Administrators can rotate the log file of a particular master-slave session, as needed. When you run geo-replication's log-rotate command, the log file is backed up with the current timestamp suffixed to the file name and signal is sent to gsyncd to start logging to a new log file.

To rotate a geo-replication log file

  • Rotate log file for a particular master-slave session using the following command:

    # gluster volume geo-replication log-rotate

    For example, to rotate the log file of master Volume1 and slave example.com:/data/remote_dir :

    # gluster volume geo-replication Volume1 example.com:/data/remote_dir log rotate
    log rotate successful
    
  • Rotate log file for all sessions for a master volume using the following command:

    # gluster volume geo-replication log-rotate

    For example, to rotate the log file of master Volume1:

    # gluster volume geo-replication Volume1 log rotate
    log rotate successful
    
  • Rotate log file for all sessions using the following command:

    # gluster volume geo-replication log-rotate

    For example, to rotate the log file for all sessions:

    # gluster volume geo-replication log rotate
    log rotate successful
    

Synchronization is not complete

Description: GlusterFS geo-replication did not synchronize the data completely but the geo-replication status displayed is OK.

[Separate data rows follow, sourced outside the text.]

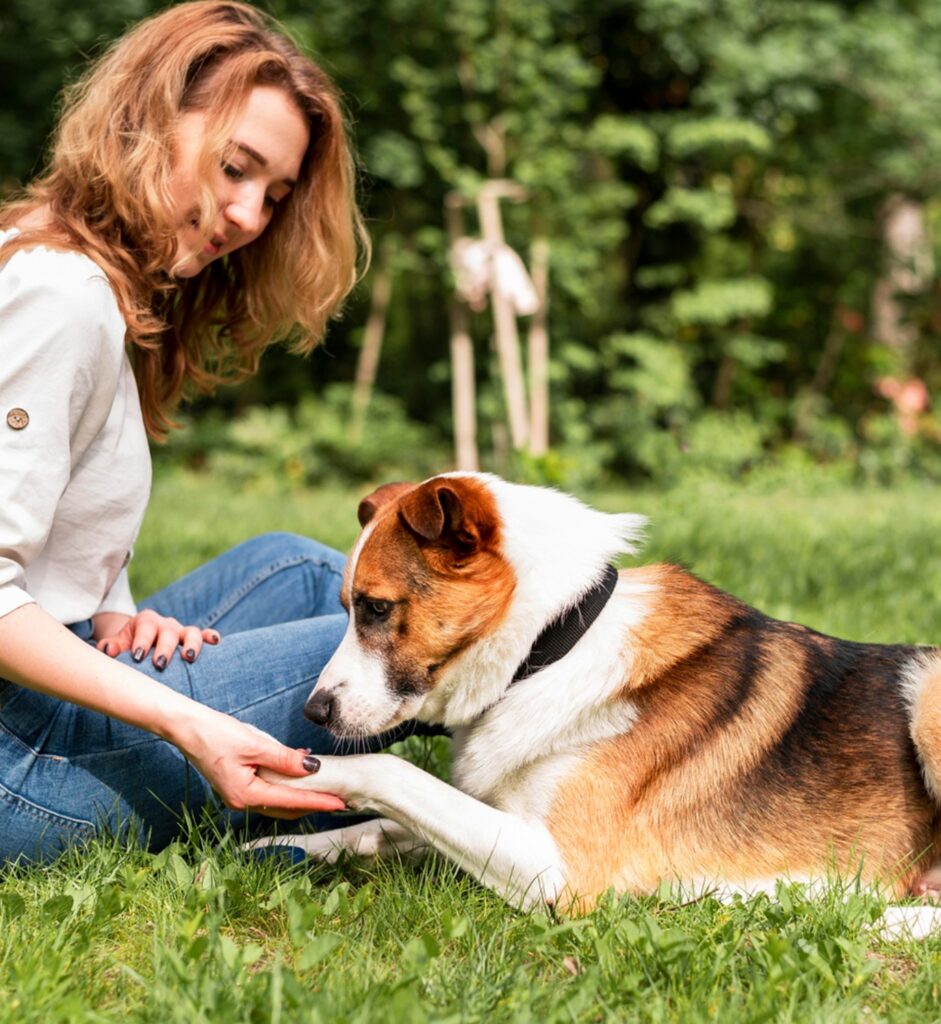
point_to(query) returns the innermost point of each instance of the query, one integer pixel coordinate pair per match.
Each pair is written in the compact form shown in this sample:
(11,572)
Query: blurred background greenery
(741,199)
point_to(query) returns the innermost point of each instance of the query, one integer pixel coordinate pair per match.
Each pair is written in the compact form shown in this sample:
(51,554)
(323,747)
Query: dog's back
(757,749)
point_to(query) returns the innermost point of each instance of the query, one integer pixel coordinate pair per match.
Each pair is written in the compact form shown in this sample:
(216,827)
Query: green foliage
(310,443)
(709,175)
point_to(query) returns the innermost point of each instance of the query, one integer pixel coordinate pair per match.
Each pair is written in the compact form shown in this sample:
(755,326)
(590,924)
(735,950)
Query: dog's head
(426,581)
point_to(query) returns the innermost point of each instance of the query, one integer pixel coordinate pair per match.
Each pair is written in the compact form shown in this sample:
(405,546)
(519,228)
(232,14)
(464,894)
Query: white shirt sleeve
(61,344)
(119,598)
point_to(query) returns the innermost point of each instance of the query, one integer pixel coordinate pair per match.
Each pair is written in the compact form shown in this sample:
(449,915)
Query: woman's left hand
(151,633)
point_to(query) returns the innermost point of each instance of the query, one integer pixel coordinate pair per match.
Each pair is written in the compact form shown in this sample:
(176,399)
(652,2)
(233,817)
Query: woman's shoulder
(56,279)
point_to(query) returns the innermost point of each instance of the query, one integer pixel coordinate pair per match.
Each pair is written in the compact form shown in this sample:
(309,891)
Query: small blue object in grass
(287,854)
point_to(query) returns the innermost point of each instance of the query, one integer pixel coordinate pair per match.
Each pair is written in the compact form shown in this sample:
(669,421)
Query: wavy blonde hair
(108,195)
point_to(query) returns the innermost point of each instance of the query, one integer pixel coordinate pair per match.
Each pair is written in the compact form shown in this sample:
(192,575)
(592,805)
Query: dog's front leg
(379,838)
(515,857)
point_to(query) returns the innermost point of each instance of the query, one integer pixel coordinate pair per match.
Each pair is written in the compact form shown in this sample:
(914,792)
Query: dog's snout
(321,708)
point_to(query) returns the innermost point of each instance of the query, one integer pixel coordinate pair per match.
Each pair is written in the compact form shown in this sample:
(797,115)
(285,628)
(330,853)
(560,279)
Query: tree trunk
(539,351)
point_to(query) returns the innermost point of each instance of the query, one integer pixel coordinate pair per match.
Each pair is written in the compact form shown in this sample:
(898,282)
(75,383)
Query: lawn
(198,933)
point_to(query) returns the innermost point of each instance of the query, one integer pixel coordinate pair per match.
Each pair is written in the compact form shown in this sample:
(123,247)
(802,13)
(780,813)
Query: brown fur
(725,775)
(444,573)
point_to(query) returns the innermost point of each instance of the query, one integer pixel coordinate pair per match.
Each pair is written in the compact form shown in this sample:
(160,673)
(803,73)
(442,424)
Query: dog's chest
(526,791)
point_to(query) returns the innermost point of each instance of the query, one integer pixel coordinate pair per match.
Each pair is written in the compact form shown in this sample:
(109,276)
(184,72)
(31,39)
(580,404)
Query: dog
(611,729)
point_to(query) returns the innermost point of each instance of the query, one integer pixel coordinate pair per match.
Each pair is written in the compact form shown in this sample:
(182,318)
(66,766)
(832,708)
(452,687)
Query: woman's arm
(38,652)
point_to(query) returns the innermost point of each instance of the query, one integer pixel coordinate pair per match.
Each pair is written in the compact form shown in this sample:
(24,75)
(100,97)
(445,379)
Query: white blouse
(75,466)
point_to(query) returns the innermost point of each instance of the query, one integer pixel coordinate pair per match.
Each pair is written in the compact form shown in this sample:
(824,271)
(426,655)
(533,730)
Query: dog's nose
(319,709)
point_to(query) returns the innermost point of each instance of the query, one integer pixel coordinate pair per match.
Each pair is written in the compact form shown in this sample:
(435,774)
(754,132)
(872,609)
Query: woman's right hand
(228,754)
(148,630)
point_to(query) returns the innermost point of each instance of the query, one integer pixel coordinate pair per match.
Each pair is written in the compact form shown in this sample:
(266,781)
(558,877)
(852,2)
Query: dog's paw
(294,848)
(928,885)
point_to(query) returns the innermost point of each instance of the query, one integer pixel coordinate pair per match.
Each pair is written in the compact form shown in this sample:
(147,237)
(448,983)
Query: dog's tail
(922,690)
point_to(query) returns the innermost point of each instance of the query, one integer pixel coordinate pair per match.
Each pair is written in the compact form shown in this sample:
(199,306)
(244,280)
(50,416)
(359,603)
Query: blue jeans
(67,773)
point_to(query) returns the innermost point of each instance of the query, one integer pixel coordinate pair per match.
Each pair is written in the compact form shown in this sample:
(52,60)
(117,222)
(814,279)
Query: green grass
(199,934)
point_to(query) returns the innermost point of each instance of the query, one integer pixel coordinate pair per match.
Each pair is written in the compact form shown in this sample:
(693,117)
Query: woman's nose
(247,215)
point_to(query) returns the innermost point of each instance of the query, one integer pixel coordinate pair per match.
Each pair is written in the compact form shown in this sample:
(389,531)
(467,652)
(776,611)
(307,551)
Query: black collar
(563,633)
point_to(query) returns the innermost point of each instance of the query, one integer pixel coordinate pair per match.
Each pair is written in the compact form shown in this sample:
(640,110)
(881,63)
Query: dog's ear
(382,496)
(447,513)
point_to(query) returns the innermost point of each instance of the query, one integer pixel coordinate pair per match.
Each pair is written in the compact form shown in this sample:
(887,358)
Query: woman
(199,205)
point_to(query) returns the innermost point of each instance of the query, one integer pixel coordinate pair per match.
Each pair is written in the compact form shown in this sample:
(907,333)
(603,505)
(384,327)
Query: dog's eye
(378,609)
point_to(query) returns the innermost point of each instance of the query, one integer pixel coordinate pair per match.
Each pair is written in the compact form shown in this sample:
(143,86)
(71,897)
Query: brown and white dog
(684,737)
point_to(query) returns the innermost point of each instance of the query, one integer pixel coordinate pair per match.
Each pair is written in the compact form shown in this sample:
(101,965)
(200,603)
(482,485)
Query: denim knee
(281,545)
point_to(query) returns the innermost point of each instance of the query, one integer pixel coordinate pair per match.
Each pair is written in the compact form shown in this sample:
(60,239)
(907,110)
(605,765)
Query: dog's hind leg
(379,838)
(514,856)
(922,684)
(923,692)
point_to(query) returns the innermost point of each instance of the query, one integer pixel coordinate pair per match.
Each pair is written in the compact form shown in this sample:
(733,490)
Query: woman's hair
(108,190)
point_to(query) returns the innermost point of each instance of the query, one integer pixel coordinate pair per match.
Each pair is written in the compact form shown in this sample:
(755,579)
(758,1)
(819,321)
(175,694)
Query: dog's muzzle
(322,709)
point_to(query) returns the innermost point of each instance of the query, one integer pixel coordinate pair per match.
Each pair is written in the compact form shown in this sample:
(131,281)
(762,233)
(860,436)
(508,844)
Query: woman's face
(260,168)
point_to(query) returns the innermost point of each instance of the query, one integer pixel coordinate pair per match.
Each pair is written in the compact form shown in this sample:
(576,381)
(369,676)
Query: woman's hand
(116,634)
(228,754)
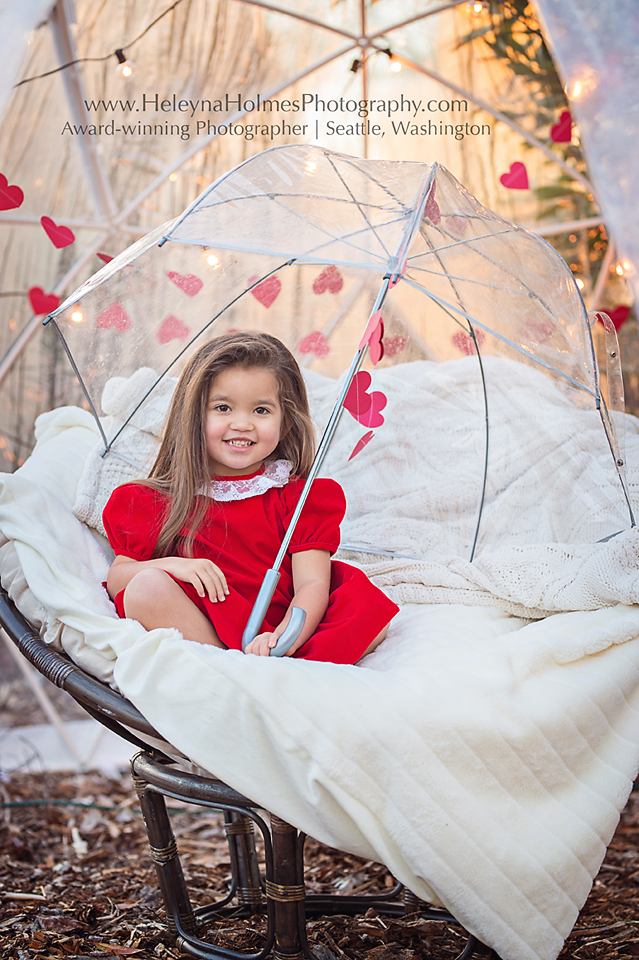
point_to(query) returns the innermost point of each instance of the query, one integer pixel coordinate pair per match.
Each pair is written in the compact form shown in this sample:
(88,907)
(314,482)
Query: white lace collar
(275,474)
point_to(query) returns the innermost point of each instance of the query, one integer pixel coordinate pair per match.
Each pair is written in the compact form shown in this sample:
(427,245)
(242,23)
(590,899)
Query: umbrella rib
(332,237)
(181,352)
(499,336)
(460,300)
(519,230)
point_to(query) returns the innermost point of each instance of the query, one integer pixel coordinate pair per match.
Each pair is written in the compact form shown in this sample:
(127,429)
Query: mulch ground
(76,880)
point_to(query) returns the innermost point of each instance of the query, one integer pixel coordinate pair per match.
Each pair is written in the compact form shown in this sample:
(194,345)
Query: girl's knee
(147,588)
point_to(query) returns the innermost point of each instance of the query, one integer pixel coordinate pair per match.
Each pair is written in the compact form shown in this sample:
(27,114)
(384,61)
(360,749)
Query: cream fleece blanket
(483,758)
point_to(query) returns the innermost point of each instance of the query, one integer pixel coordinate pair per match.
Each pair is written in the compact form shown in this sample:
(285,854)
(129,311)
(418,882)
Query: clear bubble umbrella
(438,340)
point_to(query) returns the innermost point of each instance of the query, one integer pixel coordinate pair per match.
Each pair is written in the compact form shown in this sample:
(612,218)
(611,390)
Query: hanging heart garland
(11,196)
(42,302)
(359,446)
(561,132)
(516,178)
(363,406)
(58,235)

Solution: You can enforce a full sync of the data by erasing the index and restarting GlusterFS geo-replication. After restarting, GlusterFS geo-replication begins synchronizing all the data. All files are compared using checksum, which can be a lengthy and high resource utilization operation on large data sets.

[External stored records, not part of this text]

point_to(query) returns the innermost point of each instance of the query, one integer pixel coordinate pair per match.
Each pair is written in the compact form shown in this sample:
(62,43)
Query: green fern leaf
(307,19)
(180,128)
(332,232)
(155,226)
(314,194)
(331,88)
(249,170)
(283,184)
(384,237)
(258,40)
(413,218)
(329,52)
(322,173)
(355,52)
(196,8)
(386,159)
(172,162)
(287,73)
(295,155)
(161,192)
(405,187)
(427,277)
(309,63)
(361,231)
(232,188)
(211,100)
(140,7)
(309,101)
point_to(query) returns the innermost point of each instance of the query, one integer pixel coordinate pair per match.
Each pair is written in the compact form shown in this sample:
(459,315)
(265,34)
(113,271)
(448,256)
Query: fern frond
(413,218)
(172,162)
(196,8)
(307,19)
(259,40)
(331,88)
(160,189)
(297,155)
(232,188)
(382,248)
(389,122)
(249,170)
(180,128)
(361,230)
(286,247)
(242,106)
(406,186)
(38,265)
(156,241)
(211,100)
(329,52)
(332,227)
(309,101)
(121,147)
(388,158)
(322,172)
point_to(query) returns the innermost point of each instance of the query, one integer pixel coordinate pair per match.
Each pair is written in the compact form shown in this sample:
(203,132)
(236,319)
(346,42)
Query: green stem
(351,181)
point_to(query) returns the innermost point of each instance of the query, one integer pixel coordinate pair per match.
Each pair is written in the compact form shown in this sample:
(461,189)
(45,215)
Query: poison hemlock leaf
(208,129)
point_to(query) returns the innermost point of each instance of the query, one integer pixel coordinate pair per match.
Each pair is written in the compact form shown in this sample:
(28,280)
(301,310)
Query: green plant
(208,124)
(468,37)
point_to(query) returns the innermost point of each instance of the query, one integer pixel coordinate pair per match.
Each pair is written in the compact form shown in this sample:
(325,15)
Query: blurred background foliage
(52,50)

Issues in Data Synchronization

Description: Geo-replication display status as OK, but the files do not get synced, only directories and symlink gets synced with the following error message in the log:

[2011-05-02 13:42:13.467644] E [master:288:regjob] GMaster: failed to
sync ./some\_file\`

Solution: Geo-replication invokes rsync v3.0.0 or higher on the host and the remote machine. You must verify if you have installed the required version.

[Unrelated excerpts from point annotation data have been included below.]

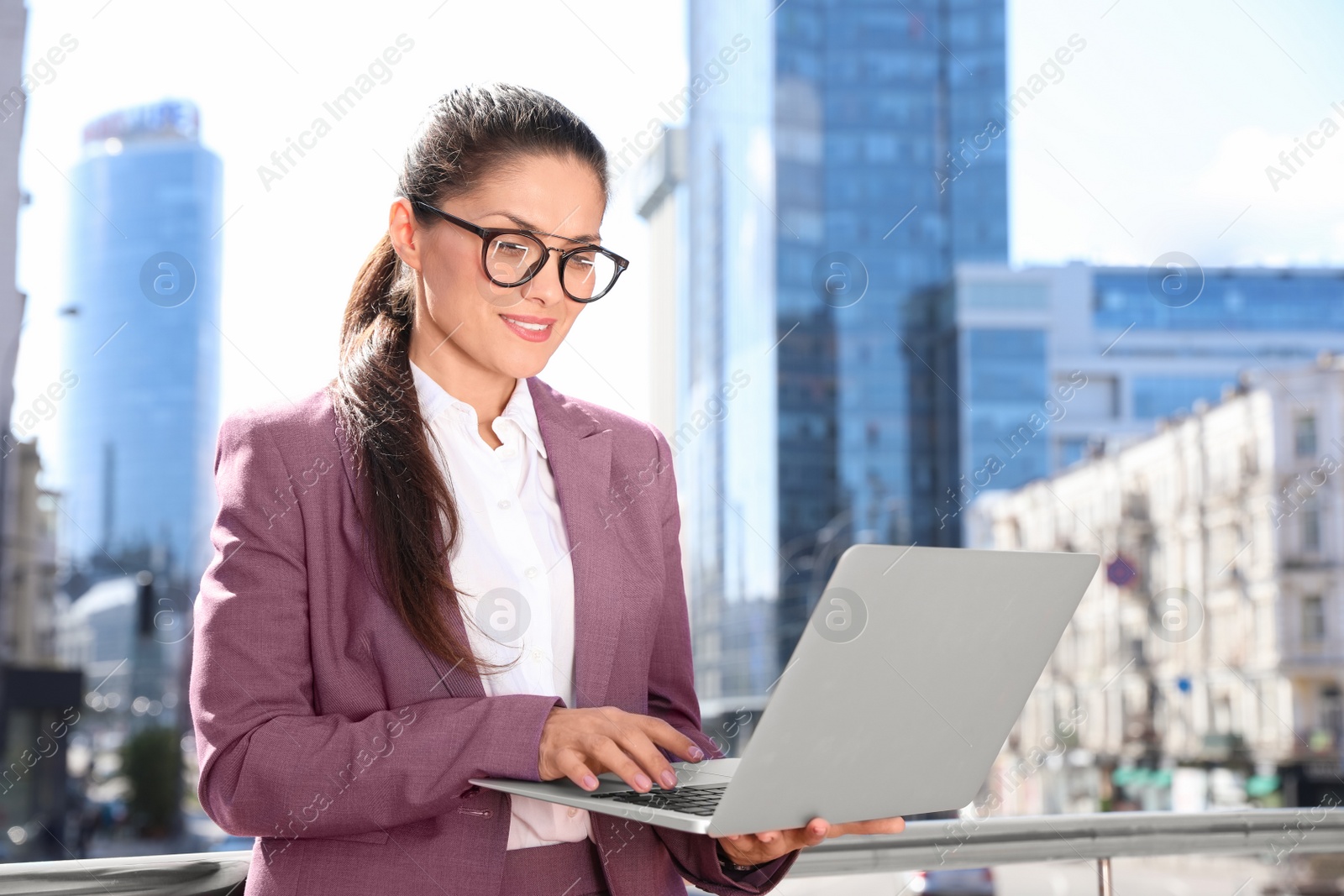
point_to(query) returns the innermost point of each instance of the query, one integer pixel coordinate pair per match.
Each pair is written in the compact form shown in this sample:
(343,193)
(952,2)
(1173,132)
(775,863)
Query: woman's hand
(754,849)
(581,745)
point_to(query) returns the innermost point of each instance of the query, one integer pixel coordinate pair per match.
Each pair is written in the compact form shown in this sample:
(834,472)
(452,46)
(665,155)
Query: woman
(421,577)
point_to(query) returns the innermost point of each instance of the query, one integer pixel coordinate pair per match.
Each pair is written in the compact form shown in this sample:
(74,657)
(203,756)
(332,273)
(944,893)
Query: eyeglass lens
(510,258)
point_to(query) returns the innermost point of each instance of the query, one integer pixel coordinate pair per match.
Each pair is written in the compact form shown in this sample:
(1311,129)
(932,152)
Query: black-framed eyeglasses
(512,257)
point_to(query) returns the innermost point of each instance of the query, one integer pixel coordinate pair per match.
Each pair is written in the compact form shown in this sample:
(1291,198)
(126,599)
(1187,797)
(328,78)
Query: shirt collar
(434,399)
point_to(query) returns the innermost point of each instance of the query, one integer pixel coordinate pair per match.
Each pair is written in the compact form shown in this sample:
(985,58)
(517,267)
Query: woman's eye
(510,250)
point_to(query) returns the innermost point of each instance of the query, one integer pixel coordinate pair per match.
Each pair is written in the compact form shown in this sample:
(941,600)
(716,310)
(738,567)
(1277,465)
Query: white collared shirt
(511,569)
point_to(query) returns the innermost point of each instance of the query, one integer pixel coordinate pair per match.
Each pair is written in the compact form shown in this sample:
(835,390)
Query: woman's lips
(534,329)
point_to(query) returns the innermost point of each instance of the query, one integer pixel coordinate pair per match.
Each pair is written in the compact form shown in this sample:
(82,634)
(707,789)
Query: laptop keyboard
(694,801)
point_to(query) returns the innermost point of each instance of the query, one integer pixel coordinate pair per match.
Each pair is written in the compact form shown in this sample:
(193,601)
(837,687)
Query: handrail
(183,875)
(965,842)
(969,842)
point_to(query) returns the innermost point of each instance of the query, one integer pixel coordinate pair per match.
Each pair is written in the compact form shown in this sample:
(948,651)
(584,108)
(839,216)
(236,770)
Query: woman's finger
(611,754)
(640,748)
(571,765)
(669,738)
(874,826)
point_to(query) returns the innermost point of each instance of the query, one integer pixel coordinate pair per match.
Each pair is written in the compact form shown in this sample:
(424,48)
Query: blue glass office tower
(848,159)
(143,320)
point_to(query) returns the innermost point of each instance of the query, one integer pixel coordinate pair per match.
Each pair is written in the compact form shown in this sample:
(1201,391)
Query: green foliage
(152,762)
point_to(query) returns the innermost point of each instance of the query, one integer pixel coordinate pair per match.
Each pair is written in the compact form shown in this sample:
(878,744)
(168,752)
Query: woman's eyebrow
(524,224)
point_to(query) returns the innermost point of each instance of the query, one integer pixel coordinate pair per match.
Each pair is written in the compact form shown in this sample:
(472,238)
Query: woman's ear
(403,233)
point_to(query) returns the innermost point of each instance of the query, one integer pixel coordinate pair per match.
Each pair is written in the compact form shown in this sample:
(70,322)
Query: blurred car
(954,882)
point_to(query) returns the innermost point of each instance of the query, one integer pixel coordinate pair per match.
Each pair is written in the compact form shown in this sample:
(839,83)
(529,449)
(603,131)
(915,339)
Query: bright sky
(1155,139)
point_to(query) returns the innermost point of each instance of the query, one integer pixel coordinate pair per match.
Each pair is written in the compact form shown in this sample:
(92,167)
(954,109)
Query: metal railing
(925,846)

Geo-replication status displays Faulty very often

Description: Geo-replication displays status as faulty very often with a backtrace similar to the following:

2011-04-28 14:06:18.378859] E [syncdutils:131:log\_raise\_exception]
\<top\>: FAIL: Traceback (most recent call last): File
"/usr/local/libexec/glusterfs/python/syncdaemon/syncdutils.py", line
152, in twraptf(\*aa) File
"/usr/local/libexec/glusterfs/python/syncdaemon/repce.py", line 118, in
listen rid, exc, res = recv(self.inf) File
"/usr/local/libexec/glusterfs/python/syncdaemon/repce.py", line 42, in
recv return pickle.load(inf) EOFError

Solution: This error indicates that the RPC communication between the master gsyncd module and slave gsyncd module is broken and this can happen for various reasons. Check if it satisfies all the following pre-requisites:

  • Password-less SSH is set up properly between the host and the remote machine.
  • If FUSE is installed in the machine, because geo-replication module mounts the GlusterFS volume using FUSE to sync data.
  • If the Slave is a volume, check if that volume is started.
  • If the Slave is a plain directory, verify if the directory has been created already with the required permissions.
  • If GlusterFS 3.2 or higher is not installed in the default location (in Master) and has been prefixed to be installed in a custom location, configure the gluster-command for it to point to the exact location.
  • If GlusterFS 3.2 or higher is not installed in the default location (in slave) and has been prefixed to be installed in a custom location, configure the remote-gsyncd-command for it to point to the exact place where gsyncd is located.

Intermediate Master goes to Faulty State

Description: In a cascading set-up, the intermediate master goes to faulty state with the following log:

raise RuntimeError ("aborting on uuid change from %s to %s" % \\
RuntimeError: aborting on uuid change from af07e07c-427f-4586-ab9f-
4bf7d299be81 to de6b5040-8f4e-4575-8831-c4f55bd41154

Solution: In a cascading set-up the Intermediate master is loyal to the original primary master. The above log means that the geo-replication module has detected change in primary master. If this is the desired behavior, delete the config option volume-id in the session initiated from the intermediate master.